Alluvial river systems respond to changing sea level by adjusting channel length through shoreline translation and coastal onlap/offlap at the alluvial basement transition. The magnitude and timing of shoreline translation and coastal onlap/offlap relative to the driving sea level signal depend on the dynamics of the fluvial system and have important implications for interpreting ancient fluviodeltaic deposits. I obtain analytical solutions to a diffusive geometric model of fluviodeltaic response to sea level perturbations that treats the shoreline and alluvial basement transition as moving boundaries.

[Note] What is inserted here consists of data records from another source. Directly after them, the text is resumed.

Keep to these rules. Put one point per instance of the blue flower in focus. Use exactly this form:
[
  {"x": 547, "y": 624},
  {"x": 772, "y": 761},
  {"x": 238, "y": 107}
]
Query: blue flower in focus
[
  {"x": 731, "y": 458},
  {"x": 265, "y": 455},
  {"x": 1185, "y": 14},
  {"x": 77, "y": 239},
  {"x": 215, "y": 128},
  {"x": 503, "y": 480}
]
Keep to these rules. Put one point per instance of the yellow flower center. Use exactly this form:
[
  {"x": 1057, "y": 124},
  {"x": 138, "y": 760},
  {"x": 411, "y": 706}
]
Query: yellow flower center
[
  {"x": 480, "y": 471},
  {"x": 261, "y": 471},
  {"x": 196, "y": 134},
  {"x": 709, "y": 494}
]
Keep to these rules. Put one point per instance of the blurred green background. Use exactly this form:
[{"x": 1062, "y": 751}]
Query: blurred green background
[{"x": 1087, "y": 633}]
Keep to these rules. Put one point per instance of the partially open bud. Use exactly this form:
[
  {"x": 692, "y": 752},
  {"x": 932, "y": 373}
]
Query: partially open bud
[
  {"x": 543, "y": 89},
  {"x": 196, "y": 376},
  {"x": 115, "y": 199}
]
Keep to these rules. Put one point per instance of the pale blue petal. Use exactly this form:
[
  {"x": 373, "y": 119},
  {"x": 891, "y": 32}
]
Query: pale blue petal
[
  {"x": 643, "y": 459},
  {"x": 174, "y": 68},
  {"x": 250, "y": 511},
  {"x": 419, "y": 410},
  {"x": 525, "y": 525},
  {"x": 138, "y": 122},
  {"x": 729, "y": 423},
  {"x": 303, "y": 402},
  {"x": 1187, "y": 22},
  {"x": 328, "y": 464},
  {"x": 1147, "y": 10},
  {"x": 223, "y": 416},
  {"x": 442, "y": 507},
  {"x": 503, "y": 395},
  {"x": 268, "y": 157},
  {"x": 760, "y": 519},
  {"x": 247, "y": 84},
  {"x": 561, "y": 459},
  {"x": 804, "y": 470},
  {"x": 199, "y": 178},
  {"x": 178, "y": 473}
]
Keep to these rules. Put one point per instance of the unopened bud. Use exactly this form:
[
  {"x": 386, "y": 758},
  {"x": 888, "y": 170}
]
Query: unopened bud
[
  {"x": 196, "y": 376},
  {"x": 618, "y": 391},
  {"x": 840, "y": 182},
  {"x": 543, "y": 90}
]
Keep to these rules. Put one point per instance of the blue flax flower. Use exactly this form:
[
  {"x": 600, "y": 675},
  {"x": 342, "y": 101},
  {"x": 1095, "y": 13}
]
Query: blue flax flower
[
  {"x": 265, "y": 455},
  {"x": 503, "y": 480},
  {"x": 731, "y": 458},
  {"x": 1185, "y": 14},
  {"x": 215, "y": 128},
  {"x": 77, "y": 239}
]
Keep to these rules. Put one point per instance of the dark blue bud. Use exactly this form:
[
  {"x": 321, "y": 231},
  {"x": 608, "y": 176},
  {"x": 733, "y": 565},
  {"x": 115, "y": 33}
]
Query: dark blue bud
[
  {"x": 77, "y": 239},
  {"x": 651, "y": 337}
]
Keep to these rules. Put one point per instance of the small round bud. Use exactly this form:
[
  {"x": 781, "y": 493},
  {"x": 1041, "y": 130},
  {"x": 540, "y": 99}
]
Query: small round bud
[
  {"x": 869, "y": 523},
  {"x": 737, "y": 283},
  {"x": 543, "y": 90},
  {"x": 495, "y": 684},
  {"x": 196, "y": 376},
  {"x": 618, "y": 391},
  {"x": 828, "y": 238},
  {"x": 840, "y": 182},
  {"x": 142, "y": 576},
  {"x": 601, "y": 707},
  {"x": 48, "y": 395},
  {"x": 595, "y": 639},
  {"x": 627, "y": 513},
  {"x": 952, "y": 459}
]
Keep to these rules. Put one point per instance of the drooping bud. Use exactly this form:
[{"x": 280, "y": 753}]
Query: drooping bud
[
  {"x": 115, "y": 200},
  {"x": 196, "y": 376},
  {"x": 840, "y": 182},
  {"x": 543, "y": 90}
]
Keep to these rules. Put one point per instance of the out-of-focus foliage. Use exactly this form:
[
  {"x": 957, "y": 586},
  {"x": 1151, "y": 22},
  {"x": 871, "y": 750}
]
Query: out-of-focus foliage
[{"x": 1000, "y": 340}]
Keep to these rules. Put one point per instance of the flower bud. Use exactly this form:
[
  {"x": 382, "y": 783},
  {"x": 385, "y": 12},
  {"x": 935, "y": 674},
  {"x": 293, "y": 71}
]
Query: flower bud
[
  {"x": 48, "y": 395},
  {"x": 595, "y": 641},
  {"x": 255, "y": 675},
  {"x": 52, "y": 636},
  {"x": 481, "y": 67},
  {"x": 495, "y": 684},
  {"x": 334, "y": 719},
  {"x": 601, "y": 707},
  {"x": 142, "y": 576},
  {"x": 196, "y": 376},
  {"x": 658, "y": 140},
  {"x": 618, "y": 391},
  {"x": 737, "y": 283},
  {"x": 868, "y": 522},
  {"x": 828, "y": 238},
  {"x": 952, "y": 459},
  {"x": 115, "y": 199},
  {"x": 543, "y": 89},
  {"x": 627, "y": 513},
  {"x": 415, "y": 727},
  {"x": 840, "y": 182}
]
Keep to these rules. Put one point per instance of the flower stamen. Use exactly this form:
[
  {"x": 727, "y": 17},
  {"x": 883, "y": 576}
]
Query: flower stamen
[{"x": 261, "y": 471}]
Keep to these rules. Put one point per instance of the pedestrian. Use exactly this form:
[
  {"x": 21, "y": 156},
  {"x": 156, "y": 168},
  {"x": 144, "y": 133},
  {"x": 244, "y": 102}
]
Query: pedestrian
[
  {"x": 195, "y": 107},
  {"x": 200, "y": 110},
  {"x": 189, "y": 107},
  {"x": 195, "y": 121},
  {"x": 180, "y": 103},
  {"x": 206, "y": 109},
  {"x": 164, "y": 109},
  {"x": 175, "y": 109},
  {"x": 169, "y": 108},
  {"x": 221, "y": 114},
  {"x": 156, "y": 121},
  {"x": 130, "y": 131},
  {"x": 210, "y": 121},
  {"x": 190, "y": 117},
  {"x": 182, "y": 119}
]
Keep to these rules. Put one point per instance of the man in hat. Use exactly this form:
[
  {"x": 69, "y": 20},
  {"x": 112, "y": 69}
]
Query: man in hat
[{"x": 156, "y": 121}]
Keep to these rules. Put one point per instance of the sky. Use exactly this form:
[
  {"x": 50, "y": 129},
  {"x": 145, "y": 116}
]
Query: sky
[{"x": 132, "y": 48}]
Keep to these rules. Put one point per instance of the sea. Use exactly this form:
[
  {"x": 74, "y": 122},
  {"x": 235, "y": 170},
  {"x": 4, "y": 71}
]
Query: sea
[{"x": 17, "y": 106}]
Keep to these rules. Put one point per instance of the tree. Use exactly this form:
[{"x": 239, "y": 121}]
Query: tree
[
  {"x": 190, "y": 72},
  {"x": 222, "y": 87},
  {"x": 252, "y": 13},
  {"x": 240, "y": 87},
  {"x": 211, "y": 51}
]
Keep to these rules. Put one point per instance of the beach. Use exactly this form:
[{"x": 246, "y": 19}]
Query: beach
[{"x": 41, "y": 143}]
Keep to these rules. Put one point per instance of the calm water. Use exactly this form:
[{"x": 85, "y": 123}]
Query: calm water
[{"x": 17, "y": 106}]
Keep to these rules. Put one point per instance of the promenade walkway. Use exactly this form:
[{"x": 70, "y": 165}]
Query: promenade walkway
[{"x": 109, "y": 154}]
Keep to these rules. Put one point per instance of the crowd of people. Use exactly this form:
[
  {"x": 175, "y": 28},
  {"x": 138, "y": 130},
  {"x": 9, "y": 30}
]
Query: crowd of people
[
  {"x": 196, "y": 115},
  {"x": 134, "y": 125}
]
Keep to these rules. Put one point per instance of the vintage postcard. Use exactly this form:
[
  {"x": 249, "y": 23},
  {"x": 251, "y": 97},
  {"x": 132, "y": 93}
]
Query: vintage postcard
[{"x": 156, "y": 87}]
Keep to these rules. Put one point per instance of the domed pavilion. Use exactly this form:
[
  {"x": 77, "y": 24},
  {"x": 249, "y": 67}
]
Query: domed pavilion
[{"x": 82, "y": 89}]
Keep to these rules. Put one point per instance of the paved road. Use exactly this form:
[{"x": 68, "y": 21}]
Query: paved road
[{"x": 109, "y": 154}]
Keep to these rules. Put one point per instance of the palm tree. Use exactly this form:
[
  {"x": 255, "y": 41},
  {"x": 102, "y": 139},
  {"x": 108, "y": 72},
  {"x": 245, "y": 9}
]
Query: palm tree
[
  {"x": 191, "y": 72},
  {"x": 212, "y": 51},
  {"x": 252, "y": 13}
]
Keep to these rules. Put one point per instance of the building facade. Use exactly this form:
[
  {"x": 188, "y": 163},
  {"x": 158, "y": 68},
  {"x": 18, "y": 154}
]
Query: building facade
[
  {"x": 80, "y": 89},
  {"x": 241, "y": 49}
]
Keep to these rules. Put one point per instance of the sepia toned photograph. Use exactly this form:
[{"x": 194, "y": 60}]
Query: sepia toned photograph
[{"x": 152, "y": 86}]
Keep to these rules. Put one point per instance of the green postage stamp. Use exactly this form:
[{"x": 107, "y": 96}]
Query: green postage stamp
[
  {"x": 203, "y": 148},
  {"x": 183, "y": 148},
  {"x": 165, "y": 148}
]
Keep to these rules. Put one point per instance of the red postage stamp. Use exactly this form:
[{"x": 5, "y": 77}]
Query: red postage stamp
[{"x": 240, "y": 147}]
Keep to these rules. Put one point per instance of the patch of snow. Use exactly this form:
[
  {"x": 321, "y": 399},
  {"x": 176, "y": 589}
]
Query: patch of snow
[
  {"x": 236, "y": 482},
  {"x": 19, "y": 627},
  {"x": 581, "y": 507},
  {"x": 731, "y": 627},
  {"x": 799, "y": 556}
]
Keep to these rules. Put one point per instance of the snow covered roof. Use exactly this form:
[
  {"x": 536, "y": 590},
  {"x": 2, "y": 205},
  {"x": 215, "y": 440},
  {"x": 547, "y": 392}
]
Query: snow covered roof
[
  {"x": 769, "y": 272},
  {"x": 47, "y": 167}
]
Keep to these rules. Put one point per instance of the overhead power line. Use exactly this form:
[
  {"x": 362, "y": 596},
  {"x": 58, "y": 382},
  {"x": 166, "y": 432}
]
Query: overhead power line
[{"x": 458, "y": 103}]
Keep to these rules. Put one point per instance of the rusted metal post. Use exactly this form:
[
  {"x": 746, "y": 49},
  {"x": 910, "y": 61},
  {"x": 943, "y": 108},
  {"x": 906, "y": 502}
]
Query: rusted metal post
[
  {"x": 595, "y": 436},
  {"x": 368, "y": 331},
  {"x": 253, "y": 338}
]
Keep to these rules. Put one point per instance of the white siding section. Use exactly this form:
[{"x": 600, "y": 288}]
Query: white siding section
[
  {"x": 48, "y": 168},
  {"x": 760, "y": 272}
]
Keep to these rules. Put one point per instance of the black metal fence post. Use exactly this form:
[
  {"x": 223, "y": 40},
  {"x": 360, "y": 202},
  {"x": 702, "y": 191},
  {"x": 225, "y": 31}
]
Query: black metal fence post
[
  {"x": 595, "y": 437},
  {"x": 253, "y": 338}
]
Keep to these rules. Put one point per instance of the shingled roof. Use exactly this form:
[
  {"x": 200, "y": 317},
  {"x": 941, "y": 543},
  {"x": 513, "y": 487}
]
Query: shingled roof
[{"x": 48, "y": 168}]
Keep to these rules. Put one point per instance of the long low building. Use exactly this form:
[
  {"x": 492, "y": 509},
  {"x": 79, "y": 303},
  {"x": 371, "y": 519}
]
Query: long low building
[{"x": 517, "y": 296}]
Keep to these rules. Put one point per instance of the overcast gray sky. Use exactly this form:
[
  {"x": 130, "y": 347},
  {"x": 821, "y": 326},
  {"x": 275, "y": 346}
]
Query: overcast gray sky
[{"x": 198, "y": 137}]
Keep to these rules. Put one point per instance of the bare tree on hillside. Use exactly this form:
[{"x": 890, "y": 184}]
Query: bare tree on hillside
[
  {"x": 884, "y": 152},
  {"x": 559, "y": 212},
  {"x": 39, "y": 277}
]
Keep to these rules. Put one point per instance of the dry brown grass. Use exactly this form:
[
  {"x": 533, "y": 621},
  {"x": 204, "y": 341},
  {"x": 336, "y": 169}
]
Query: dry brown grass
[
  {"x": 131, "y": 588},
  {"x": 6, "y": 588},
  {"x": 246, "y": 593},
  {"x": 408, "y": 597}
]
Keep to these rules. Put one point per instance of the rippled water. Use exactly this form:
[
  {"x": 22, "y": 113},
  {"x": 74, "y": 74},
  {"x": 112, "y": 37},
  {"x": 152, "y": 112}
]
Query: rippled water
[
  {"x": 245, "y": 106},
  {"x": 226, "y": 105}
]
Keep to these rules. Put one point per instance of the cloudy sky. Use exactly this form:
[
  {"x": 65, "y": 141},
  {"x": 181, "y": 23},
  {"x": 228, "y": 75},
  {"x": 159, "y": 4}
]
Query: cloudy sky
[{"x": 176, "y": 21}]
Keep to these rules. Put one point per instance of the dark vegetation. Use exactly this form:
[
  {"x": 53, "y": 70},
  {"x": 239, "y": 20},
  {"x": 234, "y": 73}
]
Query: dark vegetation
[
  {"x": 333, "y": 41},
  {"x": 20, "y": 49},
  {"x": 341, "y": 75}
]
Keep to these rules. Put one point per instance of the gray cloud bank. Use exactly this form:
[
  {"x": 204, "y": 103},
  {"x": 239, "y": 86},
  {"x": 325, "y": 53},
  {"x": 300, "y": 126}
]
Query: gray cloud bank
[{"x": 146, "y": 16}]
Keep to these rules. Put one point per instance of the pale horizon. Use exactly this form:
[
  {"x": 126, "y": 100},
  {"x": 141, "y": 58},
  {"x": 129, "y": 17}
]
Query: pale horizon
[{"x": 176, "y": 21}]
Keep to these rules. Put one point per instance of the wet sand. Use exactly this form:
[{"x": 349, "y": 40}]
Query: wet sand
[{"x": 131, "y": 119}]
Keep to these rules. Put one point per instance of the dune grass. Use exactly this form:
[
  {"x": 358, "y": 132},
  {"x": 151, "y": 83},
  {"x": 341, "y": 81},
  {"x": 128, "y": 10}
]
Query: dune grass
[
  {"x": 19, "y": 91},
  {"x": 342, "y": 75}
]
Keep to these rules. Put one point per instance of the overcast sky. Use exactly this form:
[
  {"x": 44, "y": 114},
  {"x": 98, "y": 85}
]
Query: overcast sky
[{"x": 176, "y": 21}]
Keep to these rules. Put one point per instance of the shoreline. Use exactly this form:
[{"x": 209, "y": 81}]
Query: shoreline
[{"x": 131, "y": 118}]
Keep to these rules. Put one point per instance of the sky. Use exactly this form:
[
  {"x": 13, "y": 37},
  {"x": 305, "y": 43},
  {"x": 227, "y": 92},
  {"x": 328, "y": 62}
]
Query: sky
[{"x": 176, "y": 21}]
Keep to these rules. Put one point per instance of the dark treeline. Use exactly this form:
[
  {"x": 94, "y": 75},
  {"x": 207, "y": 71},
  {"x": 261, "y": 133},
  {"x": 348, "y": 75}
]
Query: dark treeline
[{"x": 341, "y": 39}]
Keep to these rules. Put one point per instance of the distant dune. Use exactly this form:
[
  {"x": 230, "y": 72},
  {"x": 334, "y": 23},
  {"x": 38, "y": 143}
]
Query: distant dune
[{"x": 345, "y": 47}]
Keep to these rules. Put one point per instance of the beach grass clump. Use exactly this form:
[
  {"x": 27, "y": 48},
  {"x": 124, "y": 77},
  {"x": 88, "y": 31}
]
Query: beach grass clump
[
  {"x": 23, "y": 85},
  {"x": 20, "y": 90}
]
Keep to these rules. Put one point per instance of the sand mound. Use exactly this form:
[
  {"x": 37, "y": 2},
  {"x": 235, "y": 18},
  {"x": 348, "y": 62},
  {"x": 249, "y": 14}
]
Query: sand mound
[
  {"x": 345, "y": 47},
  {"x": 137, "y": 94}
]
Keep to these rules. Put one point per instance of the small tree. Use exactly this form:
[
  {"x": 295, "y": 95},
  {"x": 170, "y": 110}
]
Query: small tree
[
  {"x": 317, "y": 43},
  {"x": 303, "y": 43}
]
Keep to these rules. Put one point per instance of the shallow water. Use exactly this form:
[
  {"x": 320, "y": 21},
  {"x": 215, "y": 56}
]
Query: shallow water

Fluviodeltaic behavior is most sensitive to the ratio of the period of eustatic cycling to the fluvial response time, which varies with the length and water discharge of the fluvial system. The square root of this ratio provides a first‐order estimate of the fraction of the fluvial long profile affected by eustatic forcing. The fluviodeltaic system behaves as a low‐pass filter with respect to eustatic cycling: The amplitude of both shoreline translation and coastal onlap/offlap increase with increasing cycle period within a relatively narrow bandwidth in which the fluvial response time is comparable to the cycle period. Only small time lags develop between shoreline response and eustatic forcing. The time lag between maximum coastal onlap and maximum sea level increases without bound as the forcing period decreases relative to the fluvial response time. Model predictions agree with experimental data and differ considerably from the model predictions of Pitman (1978) and Angevine (1989), which suggest that fluviodeltaic systems are strong high‐pass filters to sea level cycling.